The trio connected a lot of dots to pull off this swim.

The administrative support of the Russian tandem swim team included the Russian Geographical Society, Russian Association of Polar Explorers, Government of the Republic of Sakha (Yakutia), Chukotka Autonomous District’s Administration, Blagoveshchensk City Administration, Legislative Assembly of the Amur region, Border Guard Administration of the FSB of Russia in the Chukotka Autonomous District and the Kamchatka territory, Government of the Kamchtka Territory, and the Permanent Mission of the Republic of Sakha (Yakutia) in the Far Eastern Federal District.

The transport and logistics were taken care of by Yakutia Airlines, The Chukotka Committee for Sport and Tourism, the TSO Lorino Sea Hunters, Polar Explorers’ Association for satellite phones, Chukotka Discovery for permits, and World of Travel for visa support.

The scientific research group included medical monitoring of the swimmers by Amur Regional Centre for Medical Prophylaxis and experimental research during the swim by the Institute of Physical and Technical Problems of the North named after V. P. Larionov of the Russian Academy of Sciences as well as insurance by Gelios-reserve.

Irina Makarova of the Moscow Academy of Entrepreneurship (Blagoveshchensk branch) provided translation services, RekArt provided advertising and promotion while video coverage was taken by Viktor Muzhetskiy.
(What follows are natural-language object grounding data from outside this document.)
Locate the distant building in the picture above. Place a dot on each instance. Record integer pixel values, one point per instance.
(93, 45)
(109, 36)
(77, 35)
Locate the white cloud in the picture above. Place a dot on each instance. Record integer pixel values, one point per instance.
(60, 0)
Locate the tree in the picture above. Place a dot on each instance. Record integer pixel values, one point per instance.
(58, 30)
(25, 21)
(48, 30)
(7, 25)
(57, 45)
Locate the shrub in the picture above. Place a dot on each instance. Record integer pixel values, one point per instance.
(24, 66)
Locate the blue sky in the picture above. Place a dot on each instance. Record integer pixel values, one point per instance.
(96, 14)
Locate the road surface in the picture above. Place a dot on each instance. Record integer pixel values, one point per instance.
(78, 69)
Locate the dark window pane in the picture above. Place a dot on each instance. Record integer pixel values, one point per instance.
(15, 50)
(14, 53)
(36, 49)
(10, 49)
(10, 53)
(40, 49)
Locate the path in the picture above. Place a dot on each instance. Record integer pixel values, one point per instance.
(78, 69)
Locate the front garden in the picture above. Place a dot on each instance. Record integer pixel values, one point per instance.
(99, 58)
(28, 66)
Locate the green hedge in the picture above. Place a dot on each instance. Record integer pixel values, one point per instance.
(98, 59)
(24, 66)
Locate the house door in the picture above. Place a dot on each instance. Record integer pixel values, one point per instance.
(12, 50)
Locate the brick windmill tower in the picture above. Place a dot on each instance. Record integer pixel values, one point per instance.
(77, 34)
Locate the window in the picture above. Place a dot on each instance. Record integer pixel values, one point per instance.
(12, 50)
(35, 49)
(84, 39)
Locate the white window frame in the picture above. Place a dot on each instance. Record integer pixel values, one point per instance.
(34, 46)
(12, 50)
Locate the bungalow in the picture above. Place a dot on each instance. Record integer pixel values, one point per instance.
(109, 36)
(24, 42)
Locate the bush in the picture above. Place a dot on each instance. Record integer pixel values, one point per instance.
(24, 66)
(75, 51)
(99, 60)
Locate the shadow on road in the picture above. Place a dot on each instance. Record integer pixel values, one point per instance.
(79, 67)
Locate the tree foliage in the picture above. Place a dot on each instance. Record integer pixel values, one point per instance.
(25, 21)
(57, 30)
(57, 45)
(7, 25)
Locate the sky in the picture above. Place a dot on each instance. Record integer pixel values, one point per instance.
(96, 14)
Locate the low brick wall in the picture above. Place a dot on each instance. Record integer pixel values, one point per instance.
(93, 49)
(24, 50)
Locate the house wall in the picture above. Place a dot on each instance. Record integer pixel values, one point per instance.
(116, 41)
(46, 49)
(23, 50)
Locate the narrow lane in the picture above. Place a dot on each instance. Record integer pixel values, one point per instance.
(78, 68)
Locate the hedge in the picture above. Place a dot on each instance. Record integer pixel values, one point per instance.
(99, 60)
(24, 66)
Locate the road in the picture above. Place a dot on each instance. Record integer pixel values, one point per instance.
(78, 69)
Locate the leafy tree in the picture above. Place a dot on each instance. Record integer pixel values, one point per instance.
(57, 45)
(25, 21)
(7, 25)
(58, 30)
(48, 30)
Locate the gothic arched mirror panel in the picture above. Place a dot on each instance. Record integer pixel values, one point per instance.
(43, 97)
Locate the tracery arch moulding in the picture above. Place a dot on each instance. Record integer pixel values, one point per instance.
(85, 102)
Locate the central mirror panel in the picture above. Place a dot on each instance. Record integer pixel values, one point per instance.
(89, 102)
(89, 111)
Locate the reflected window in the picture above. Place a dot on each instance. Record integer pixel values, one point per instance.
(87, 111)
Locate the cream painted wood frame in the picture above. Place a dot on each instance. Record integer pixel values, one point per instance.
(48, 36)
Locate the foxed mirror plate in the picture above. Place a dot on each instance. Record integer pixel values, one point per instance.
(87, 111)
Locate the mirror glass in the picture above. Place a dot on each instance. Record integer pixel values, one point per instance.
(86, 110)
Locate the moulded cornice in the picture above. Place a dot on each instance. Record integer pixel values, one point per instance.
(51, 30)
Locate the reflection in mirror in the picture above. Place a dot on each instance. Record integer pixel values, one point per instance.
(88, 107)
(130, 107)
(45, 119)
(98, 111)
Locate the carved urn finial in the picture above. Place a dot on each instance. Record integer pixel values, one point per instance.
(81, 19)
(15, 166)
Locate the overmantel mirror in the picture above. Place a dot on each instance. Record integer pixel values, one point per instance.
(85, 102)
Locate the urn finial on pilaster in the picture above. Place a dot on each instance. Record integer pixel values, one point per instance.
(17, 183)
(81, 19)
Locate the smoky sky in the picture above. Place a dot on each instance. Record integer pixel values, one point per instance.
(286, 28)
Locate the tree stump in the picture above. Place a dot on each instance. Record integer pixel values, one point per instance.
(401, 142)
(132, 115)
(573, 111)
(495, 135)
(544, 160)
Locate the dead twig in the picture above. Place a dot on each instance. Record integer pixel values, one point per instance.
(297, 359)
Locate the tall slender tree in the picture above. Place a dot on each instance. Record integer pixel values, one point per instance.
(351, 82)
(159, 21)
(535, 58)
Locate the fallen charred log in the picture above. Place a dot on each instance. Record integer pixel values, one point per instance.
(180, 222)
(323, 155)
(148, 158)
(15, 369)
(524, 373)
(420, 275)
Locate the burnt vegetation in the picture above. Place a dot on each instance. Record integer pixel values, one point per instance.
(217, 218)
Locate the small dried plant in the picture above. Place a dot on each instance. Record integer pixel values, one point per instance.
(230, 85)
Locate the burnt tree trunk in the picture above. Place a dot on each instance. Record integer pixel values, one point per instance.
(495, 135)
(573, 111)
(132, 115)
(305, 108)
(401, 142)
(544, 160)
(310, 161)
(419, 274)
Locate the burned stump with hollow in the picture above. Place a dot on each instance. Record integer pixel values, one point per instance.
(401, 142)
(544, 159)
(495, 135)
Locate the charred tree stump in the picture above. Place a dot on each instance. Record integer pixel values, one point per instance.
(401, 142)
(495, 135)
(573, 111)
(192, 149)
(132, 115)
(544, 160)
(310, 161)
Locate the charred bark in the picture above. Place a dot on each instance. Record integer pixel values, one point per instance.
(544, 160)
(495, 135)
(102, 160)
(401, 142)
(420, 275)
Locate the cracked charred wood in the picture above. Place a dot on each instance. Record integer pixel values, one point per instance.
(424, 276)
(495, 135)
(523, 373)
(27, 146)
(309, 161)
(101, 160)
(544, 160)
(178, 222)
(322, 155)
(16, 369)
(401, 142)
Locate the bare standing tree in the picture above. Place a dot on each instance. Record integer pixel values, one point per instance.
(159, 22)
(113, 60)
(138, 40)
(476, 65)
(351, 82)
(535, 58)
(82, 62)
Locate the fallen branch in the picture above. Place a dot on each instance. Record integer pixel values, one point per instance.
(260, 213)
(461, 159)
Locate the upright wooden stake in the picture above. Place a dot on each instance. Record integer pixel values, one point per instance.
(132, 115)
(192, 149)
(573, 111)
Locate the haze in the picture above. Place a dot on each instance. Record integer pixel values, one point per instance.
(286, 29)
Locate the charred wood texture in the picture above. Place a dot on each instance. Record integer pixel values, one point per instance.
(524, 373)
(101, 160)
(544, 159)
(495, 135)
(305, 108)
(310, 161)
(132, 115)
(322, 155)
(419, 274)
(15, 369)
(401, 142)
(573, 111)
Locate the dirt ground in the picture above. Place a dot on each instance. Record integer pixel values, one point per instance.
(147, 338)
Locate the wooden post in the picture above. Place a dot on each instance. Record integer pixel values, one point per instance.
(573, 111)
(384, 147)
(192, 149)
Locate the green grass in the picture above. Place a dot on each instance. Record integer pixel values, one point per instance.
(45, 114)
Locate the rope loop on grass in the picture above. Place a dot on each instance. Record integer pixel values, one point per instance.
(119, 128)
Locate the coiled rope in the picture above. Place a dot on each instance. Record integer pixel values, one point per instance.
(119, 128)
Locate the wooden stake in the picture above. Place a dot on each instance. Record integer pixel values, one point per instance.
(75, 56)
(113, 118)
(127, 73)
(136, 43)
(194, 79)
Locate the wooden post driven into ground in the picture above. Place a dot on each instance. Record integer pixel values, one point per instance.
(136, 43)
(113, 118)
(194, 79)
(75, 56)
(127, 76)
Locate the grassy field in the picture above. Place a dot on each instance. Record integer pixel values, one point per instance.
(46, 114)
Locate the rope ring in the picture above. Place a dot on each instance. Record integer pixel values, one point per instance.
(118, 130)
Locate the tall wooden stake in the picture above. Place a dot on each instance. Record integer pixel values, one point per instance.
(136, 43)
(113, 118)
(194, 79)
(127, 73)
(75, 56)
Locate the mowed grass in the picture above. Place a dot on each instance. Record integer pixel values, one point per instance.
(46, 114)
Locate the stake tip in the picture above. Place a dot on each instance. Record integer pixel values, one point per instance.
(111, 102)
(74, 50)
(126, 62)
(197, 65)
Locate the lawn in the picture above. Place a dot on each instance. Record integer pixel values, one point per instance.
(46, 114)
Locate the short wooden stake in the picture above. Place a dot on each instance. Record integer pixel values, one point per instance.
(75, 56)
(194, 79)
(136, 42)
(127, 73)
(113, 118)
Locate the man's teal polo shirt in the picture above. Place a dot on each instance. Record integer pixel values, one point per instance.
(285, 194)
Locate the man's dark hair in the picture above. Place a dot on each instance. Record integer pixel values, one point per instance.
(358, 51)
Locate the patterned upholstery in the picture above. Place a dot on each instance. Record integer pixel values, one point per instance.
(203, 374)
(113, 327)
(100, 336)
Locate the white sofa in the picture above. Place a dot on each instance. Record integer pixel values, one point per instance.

The financial support was provided by the Blagoveshchensk City Administration, Belogorsk City Administration, Yakutia Airlines, Santechnika 21 vek Co. Ltd., Soloviovsk Gold Mining, Yakutsk Committee for Sport and Tourism, Chukotka Committee for Sport and Tourism, Institute of Physical and Technical Problems of the North, Far Eastern State Academy of Physical Education, DRSK, Fenix tourist agency, Amur Building Fair trading firm, VNK petrol company, League of Manufacturers and Entrepreneurs of the Amur region, sole proprietors Melukova E.A., Shegai E.L. and Sharavin N.U., Amur Fireworks, MIS, Energo Reserve, Kranspetsburmash, AutoCentrMax, SatCom, and Kamchatka real estate agency Variant.

The film was made due to financial support of the Kamchatka real estate agency Variant.

The swim between the islands was organized by the Amur Regional Federation AQUAICE-sport together with the International Ice Swimming Association and a charity organization MadSwimmer from South Africa with the support of the Border Guard Service of Russia, Russian Association of Polar Explorers, the Governments of the Reoublic of Sakha (Yakutia), Kamchatka territory, Chukotka Autonomous District and Amur region, Blagoveshchensk and Belogorsk City Administrations.

Photo above shows Alexandr Brylin and 45-year-old Grigorii Prokopchuk on far right raising their hands at the 2014 Global Open Water Swimming Conference with several other ice swimmers including Ram Barkai, Jackie Cobell, Aleksandr Jakovlevs, Nuala Moore, Mariia Yrjö-Koskinen, Tatiana Alexandrova, Victoria Brylin, Dr. Nataliya Fatyanova, and Dr. Irina Zhidkova who were all members of the Bering Strait Swim.